We seem preoccupied with the near future (just decades from now) being markedly different—flying cars, at-home fusion reactors and the like. But the reality is that things are unlikely to be radically different. Not really. Well, notwithstanding some dystopian schism—but that is not a genre I favour as a subject presently, as it has been done to death.

If I were to take someone from the Fifties (okay, so I would need a time machine gizmo for that) and zap them into 2016, what would they make of it?

It’d be a shock to them, for sure.
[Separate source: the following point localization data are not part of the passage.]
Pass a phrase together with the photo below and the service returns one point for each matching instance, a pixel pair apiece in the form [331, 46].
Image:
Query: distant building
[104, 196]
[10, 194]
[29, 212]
And perhaps initially they may feel things to have moved on dramatically, but once they’d settled they would see the broad strokes of the familiar.

Cars, shops, roads, fuel stations, airliners, hospitals, trains, schools, clothing styles, social issues…and all that despite the white heat of progress.

Indeed, they may be somewhat disappointed—no flying cars, no personal robots, no free energy, no space stations, no holiday trips to the moon… The ISS and its ilk wouldn’t count—a tin can in orbit—that’s all you managed?

And if I took someone from forty years ago they might even recognize the same rolling stock on some of the UK’s railway lines…just sayin’.

Perhaps the first thing they may query is everyone walking around looking at these hand-held things all the time, or holding them to their ear, or talking into them—or to themselves. But they would understand the concept of the mobile phone pretty quickly.

Personal computers, laptops and tablets may take a bit more explanation, but it wouldn’t be much of a leap.

The one thing that they might boggle at is the Internet and the globalisation of the world—that is, just how connected everything is.

Now, it’s not that my future worlds aren’t chock-full of shiny things, but rather I leave it to the reader’s imagination—after all, it’s what the imagination excels at, so why detract from that?

So my future is the now, with bits added, and the rest I leave to you.